When he turned around he could barely see the silhouette of the woman. She was wearing a black leather skullcap, her long wavy red hair flowing out from beneath. Her pretty face had a tense expression, her lips tight, her stance ready for action.
Behind her he could dimly see the silhouette of another figure crouching on the stairs, a sword and shield in hand, and not looking entirely human for some reason. She had her back to the figure, but he noticed that she was holding one hand up behind her that suggested she had gestured for the fighter to stay where he was, which he did. In a moment the dark figure seemed to blend into the darkness and Hermel could not see him any more.

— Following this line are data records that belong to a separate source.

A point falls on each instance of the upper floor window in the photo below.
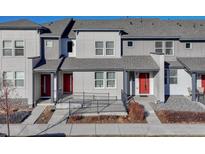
(104, 48)
(109, 48)
(13, 79)
(99, 48)
(49, 43)
(99, 79)
(19, 48)
(173, 76)
(188, 45)
(129, 43)
(105, 79)
(110, 77)
(166, 47)
(7, 48)
(70, 46)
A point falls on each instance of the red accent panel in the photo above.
(144, 83)
(45, 85)
(203, 81)
(68, 83)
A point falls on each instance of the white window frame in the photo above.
(3, 48)
(19, 48)
(190, 45)
(5, 79)
(104, 48)
(14, 79)
(110, 79)
(19, 79)
(51, 45)
(173, 76)
(105, 80)
(131, 45)
(99, 79)
(109, 48)
(99, 48)
(164, 47)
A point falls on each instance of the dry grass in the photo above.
(166, 116)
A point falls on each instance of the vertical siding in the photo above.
(85, 43)
(31, 49)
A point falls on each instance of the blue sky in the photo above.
(42, 19)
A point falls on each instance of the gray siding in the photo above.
(85, 44)
(12, 63)
(52, 52)
(144, 47)
(85, 81)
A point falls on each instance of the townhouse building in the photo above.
(142, 57)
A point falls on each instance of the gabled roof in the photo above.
(138, 28)
(56, 28)
(137, 63)
(21, 24)
(193, 64)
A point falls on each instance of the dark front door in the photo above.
(45, 85)
(144, 83)
(203, 81)
(68, 83)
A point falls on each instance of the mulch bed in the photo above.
(45, 115)
(167, 116)
(136, 114)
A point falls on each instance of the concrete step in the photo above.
(35, 114)
(59, 116)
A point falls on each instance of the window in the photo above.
(7, 48)
(70, 47)
(19, 48)
(98, 48)
(110, 77)
(158, 47)
(166, 76)
(165, 47)
(129, 43)
(188, 45)
(173, 76)
(169, 48)
(99, 79)
(49, 43)
(8, 79)
(109, 48)
(19, 79)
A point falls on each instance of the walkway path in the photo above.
(106, 130)
(35, 114)
(151, 116)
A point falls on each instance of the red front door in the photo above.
(144, 83)
(45, 85)
(68, 83)
(203, 81)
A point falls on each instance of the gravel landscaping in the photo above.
(45, 115)
(178, 103)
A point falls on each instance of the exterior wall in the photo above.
(85, 44)
(52, 52)
(21, 63)
(183, 82)
(84, 81)
(144, 47)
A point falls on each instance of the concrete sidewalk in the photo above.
(106, 130)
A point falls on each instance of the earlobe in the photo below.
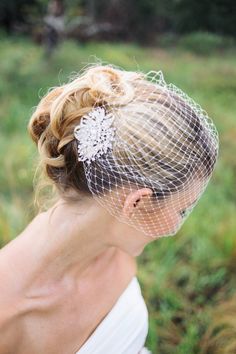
(132, 200)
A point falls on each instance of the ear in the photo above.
(134, 199)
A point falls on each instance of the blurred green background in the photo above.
(188, 281)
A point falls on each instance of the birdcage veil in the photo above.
(159, 140)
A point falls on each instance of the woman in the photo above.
(128, 157)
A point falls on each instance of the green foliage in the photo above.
(205, 42)
(185, 278)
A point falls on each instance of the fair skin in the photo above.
(61, 267)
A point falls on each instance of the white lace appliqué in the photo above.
(94, 134)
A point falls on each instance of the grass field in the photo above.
(188, 281)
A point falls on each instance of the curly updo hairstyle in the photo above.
(52, 124)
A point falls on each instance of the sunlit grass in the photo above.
(184, 278)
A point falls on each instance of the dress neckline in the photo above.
(104, 320)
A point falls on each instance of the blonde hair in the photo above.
(52, 124)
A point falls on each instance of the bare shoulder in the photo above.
(10, 328)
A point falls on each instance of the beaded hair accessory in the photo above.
(159, 141)
(94, 134)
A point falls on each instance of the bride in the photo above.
(128, 157)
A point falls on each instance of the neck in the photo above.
(60, 246)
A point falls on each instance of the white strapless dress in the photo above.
(124, 329)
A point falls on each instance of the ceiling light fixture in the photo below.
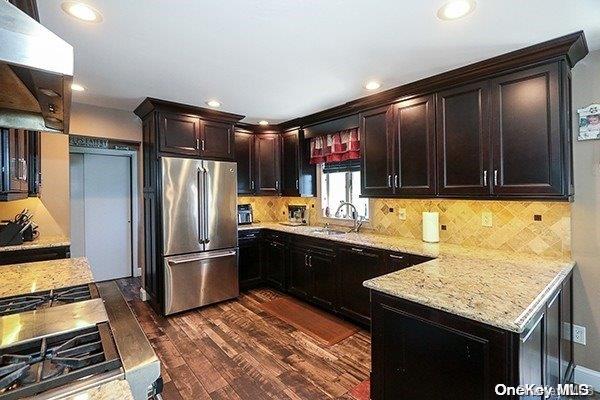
(77, 87)
(455, 9)
(372, 85)
(81, 11)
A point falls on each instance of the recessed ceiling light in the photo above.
(372, 85)
(213, 103)
(81, 11)
(77, 87)
(456, 9)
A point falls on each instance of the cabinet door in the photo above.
(300, 279)
(274, 268)
(414, 157)
(217, 140)
(244, 155)
(553, 334)
(267, 156)
(439, 363)
(290, 164)
(249, 263)
(376, 141)
(526, 137)
(324, 278)
(179, 134)
(356, 266)
(463, 140)
(566, 316)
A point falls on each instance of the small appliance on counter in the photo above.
(21, 229)
(297, 215)
(245, 216)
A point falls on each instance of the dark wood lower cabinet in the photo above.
(424, 353)
(32, 255)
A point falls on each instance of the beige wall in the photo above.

Hermel rested his back against the stone of the corridor wall, and gave a half smile and chuckle, "Oh, hello there," he said as he nodded in the direction of the hidden figure and sighed, "Well, I asked for a fighting chance. I didn't ask for a good chance. I'll keep my word."
He slicked his hair back, perhaps for the last time, squared his shoulders and said, "I would have told you this without threats: Whatever relics you find in the mines, at least those with magical or religious power, are very old. They might date back as far as the Elder Elkron. Some, if not all of them, are evil and their presence can be felt if you're skilled in that sort of thing. Some can see a dull yellow glow that shines on nothing."
After a distinct pause, Hermel added, "That's all, but this bit is free, and just some friendly advice. I think there's a reason why this place is buried and forgotten. No good can come from it in the long run. In fact, I'll wager that the explosion was no accident, even if it appeared to be. Leave these things alone, or you'll regret it. Besides, the salt is worth enough as is. If the two can be kept apart, it might be worth it, but I doubt it."
Hermel took a deep breath, shifted his cloak back, slid one foot back and placed a hand on the hilt of his broadsword, tilting it her way, ready to draw and attack if necessary.
"Okay, it was nice seeing you again, but it's time for me to go, one way or another, and quite frankly, the suspense is killing me," he said, expecting anything.
She stepped backwards and faded into the darkness as she said; "I may have misjudged you at first. Thanks for the advice. Maybe I'll see you around sometime."
And with that she turned the corner at the bottom of the stairs and was gone.